Autor: Sebastian Martin

Bamberg, Sonntag, 26. Januar 2014

Im Verein "Uferlos" sind 70 Schwule und Lesben organisiert. Ende Februar wollen die Mitglieder bei einer Diskussionsrunde ihre Fragen den Kandidaten zur Stadtratswahl stellen.
Martin Claß Foto: Matthias Hoch


Es war im Jahr 1979, als sich Homosexuelle im Gästezimmer des erzbischöflichen Jugendamtes in der Kleberstraße trafen, um einen Verein zu gründen. Ausgerechnet dort - wird sich mancher denken. Seitdem gibt es den Verein "Uferlos" in Bamberg. Dass Schwulsein auch im Jahr 2014 noch ein schwieriges Thema ist, lässt sich daran erkennen, dass der Verein in seinem Mitgliedermagazin Fotos unterschreibt mit: "Die Darstellung der Personen auf unseren Bildern gibt keinerlei Aufschluss über ihre sexuelle Orientierung". Seit drei Jahren ist Martin Claß Vorsitzender. Der 42-Jährige hat kein Problem damit, sich zu zeigen.

Wie lebt es sich als Schwuler in Bamberg im Jahr 2014?
Martin Claß: Schon ein bisschen besser als zu der Zeit, als ich mich geoutet habe. Kurz nach meinem 18. Geburtstag habe ich das bei meinen Eltern getan. Die haben es damals sehr locker aufgefasst, weil bei ihnen auf der Arbeit bereits ein Schwulenpärchen war.

Haben sie in Bamberg negative Erfahrungen als Schwuler gemacht?
Ich selber habe in der Hinsicht eigentlich nie was Negatives erlebt. Wenn wir von Uferlos zum Beispiel beim Bamberger Faschingsumzug dabei sind und die Leute uns sehen, finden die das eher super.

Sie haben sich im vergangenen Jahr an der weltweiten Aktion gegen Homophobie mit einem "Rainbowflash" in Bamberg beteiligt.
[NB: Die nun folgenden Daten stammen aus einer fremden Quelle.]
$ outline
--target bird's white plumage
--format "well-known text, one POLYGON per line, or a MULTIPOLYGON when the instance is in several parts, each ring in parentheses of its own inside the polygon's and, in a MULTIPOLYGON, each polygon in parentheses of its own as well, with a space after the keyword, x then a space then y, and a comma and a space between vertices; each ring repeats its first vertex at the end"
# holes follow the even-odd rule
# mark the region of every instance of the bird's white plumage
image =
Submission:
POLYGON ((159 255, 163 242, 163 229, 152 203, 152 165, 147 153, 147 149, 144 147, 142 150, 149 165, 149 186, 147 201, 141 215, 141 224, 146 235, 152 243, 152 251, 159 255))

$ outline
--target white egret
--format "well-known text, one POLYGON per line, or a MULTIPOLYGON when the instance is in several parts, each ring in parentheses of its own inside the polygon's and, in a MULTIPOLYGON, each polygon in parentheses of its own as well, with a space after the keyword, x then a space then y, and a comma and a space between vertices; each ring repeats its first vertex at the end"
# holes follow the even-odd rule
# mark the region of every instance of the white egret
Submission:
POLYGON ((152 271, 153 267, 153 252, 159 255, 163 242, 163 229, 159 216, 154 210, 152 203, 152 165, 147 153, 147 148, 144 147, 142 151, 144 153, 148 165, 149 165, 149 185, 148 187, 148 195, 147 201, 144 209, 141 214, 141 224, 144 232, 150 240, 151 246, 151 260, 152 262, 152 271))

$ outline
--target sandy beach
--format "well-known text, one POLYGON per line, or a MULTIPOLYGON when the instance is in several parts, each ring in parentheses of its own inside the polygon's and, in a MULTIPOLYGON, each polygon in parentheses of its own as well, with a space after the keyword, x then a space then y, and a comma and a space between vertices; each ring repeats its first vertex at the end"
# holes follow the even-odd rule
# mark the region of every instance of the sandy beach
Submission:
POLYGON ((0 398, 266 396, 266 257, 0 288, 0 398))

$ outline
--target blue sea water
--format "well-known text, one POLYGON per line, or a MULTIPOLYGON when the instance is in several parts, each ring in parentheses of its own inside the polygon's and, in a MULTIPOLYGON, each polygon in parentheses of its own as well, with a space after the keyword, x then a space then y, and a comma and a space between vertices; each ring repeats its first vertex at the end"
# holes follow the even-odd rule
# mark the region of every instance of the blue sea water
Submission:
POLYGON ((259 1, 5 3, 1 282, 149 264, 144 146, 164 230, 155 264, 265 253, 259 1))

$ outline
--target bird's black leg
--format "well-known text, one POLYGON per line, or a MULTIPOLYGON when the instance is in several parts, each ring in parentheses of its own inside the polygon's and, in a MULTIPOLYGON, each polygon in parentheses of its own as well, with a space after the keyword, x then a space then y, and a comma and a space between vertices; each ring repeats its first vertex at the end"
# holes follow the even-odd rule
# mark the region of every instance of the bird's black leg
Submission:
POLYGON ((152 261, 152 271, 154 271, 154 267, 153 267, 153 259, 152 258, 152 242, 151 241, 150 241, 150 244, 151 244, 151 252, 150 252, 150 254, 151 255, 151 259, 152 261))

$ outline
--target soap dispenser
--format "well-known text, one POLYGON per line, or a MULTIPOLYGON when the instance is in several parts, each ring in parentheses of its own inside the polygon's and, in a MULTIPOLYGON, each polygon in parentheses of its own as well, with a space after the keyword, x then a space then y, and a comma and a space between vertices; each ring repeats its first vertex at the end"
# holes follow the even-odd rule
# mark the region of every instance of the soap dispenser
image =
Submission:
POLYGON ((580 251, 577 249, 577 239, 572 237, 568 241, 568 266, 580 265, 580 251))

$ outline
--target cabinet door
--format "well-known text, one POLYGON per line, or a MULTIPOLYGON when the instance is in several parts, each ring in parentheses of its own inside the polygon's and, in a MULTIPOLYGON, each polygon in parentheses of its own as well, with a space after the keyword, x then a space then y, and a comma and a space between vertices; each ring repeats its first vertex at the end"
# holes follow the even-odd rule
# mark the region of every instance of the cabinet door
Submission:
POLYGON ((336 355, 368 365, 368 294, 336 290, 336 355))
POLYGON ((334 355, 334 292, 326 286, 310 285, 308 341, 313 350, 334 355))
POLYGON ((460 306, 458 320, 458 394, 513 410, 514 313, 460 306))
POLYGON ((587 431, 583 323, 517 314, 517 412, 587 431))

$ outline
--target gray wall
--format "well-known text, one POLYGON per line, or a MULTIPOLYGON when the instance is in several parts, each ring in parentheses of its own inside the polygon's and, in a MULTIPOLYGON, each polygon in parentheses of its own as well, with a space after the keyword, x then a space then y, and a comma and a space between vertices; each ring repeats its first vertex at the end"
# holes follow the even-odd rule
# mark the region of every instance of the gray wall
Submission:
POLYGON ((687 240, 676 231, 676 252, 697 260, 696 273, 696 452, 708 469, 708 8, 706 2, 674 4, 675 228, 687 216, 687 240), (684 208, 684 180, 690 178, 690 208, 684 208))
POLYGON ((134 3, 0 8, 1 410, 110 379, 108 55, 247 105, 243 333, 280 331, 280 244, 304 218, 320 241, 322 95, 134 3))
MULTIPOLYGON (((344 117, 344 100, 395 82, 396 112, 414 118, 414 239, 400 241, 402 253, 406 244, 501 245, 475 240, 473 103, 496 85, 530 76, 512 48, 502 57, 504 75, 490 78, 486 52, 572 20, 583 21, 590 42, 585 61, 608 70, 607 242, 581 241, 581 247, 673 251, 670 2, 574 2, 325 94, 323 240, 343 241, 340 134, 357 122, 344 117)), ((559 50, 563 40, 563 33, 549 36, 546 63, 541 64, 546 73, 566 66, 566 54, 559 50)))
Was wollten Sie damit erreichen?
Wir wollten für Toleranz werben und zeigen: Wir sind da.

Braucht man das heute noch, dass man Toleranz fordert?
In der jetzigen Gesellschaft immer noch, ja.

Wie waren die Reaktionen auf den "Rainbowflash"?
Wir wurden von vielen angesprochen, die nicht wussten, dass es uns gibt. Die Reaktion war auch da positiv. Nur einmal gab es vor Jahren Probleme, als wir im Jugendzentrum Veranstaltungen organisiert haben. Das kam aber hauptsächlich von Jugendlichen - von Erwachsenen kam nie etwas. Auch mit der Stadt haben wir nie ein Problem gehabt. Der Oberbürgermeister setzt sich sehr für uns ein.

Als sich der ehemalige Fußball-Profi Thomas Hitzlsperger Anfang Januar geoutet hat, wie haben Sie das aufgefasst?
Man hat ja schon lange darauf gewartet, dass sich ein Fußballspieler outet. In anderen Sportarten gibt es viele, die das schon lange getan haben. Das ist aber nie so hochgepusht worden. Zum Schluss fand ich es dann schon nervig, weil in jeder Nachrichtensendung das erste Thema Hitzlsperger war - irgendwann war das einfach zu viel.

Sind Prominente wie Hitzlsperger dennoch wichtig?
Ja, weil der Schritt sehr mutig ist.

Würden Sie jedem heute zum Coming Out raten, damit man für mehr Offenheit sorgen kann?
Es ist schwierig, jedem zu raten: oute dich! Denn sehr viele sind in Familien, die katholisch sind. Da kann sehr viel schief gehen mit dem Coming Out. Viele werden von ihren Familien ausgestoßen. Da muss man vorsichtig sein. Für jemanden, der in einer hohen Position ist und sich später outet, kann es auch gefährlich sein. Man muss sich wirklich überlegen, ob man das macht. Ich weiß nicht, ob es gut ist, wenn man im Siemens-Vorstand ist und sich dann outet.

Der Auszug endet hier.